By Sara Lee Burd
Even the most saintly among us have cursed our computers, television remotes, printers, etc., for not doing exactly what we need them to do.
Can you imagine what our technological gadgets would say back to us? I have tried to insult Siri but, well, it has never recognized my voice anyway.
Camille Utterback did not start out trying to explore the line between technology and the human experience. She graduated from Williams College with an emphasis in painting. Once out on her own she became all too aware of the difficulties of being a young artist. She started taking continuing education classes in computer programming to build skills to excel in the hot new Internet industry that was developing in the ’90s. However, as artists do, she found herself asking bigger questions.
While at graduate school at NYU, Utterback became frustrated by the limitations presented by the mouse and keyboard sitting in front of her. She began to wonder about the role of the body in the systems we are building.
“We are more than just a finger,” Utterback says, “but to operate our personal computers we are restricted to using only the tools that work within the computer’s system.”
Utterback’s works are fun because they move the viewer from passive to active participation. Each installation brings up different questions and methods of interaction.
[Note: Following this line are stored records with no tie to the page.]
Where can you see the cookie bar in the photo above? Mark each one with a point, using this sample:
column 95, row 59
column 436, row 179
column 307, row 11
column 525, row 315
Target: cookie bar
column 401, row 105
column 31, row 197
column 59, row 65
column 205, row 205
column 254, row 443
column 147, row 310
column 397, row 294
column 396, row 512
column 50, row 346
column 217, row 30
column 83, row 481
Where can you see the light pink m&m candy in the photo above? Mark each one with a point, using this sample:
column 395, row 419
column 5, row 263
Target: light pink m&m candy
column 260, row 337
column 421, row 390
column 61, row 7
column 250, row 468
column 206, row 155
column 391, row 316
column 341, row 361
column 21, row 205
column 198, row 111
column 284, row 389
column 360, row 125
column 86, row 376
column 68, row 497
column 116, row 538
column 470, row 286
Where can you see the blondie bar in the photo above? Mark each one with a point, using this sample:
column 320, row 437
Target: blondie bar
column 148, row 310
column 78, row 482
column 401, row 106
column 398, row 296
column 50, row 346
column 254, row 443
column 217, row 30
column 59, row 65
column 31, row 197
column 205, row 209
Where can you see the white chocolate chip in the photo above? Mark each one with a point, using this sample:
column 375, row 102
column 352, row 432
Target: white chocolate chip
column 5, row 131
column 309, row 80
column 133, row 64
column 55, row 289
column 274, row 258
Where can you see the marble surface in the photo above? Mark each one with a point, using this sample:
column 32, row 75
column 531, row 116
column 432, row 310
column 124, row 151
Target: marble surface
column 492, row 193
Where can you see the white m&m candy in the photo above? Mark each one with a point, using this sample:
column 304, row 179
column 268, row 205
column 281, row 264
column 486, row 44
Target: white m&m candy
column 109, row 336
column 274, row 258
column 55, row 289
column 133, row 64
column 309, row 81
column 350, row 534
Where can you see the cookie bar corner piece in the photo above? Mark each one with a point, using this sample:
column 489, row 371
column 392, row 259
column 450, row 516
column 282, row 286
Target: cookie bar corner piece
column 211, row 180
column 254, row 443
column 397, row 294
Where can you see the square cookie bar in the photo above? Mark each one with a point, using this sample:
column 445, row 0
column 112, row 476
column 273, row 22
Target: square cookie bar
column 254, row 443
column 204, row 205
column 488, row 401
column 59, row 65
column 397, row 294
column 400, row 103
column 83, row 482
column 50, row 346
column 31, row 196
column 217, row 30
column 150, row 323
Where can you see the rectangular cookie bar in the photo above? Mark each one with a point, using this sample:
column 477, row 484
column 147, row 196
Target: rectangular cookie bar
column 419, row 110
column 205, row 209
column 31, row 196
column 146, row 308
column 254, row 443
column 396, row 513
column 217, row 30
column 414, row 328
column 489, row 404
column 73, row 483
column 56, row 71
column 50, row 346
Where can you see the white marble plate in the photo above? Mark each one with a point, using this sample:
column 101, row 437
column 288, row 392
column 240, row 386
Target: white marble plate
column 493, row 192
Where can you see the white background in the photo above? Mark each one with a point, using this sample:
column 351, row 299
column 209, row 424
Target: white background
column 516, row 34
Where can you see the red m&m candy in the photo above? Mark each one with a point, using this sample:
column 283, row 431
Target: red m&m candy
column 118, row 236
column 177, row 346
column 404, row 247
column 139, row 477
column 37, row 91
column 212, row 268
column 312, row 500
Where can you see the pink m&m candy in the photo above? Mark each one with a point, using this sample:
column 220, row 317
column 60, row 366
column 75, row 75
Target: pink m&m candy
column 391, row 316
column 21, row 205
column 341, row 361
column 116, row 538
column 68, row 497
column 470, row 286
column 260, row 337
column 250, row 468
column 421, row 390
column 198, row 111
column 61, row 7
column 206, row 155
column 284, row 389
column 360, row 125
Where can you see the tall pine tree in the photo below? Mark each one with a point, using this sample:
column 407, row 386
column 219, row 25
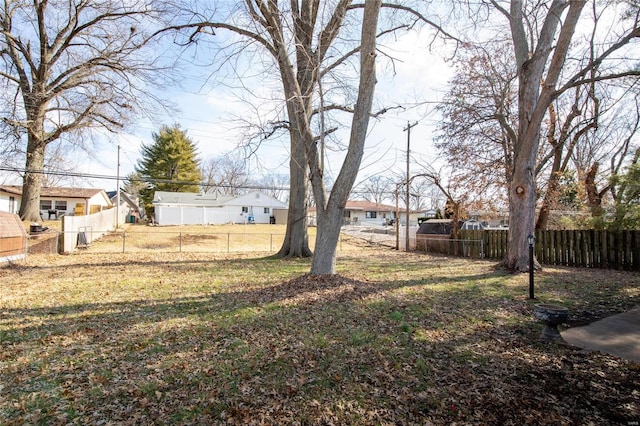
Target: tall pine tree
column 170, row 164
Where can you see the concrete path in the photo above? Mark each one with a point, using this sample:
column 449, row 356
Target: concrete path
column 617, row 335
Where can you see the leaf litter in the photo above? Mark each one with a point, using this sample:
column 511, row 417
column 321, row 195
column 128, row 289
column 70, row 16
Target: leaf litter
column 394, row 338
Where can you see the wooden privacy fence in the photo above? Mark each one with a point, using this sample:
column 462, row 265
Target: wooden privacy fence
column 585, row 248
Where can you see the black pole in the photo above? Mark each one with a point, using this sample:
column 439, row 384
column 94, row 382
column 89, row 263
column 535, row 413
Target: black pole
column 531, row 296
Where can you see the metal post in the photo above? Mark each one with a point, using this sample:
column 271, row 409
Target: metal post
column 397, row 218
column 408, row 130
column 118, row 190
column 531, row 238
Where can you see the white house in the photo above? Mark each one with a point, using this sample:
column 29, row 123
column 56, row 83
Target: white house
column 362, row 213
column 186, row 208
column 55, row 202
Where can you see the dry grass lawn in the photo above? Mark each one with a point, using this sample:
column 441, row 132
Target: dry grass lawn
column 169, row 337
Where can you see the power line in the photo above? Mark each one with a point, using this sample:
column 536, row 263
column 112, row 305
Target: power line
column 143, row 179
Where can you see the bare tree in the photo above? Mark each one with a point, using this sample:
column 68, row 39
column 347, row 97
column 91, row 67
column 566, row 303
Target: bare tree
column 225, row 175
column 376, row 189
column 542, row 35
column 275, row 185
column 71, row 66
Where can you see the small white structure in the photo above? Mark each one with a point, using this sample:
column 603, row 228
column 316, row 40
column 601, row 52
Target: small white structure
column 56, row 202
column 361, row 213
column 187, row 208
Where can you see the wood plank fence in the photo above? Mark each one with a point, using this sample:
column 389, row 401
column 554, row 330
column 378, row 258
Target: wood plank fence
column 583, row 248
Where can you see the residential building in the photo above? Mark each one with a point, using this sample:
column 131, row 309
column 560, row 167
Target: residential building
column 186, row 208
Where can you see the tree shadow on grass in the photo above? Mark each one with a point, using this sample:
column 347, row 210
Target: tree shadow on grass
column 314, row 349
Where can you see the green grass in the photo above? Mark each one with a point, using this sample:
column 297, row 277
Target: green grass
column 203, row 339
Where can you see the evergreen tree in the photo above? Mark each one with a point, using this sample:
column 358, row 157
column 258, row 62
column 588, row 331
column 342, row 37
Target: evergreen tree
column 170, row 164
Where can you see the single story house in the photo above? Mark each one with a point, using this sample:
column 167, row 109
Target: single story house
column 362, row 213
column 187, row 208
column 55, row 202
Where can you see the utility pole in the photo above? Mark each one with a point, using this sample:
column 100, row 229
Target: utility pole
column 408, row 130
column 118, row 190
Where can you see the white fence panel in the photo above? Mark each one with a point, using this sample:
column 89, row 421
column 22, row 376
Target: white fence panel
column 90, row 227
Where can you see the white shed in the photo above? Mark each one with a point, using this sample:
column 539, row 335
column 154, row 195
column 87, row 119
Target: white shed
column 186, row 208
As participants enter Text Rain they see themselves and everyone else in the installation area projected onto the wall in front of them.
Letters that make up words and phrases fall over the projections of the group. As each viewer moves, so do the letters. Museumgoers aren’t expected to on template works of art alone with arms clasped behind backs: everyone is part of the art experience. Utterback reminds us that “we are all part of a system, be it the environment, politics, or community . . . You can’t just do your thing and not affect others.”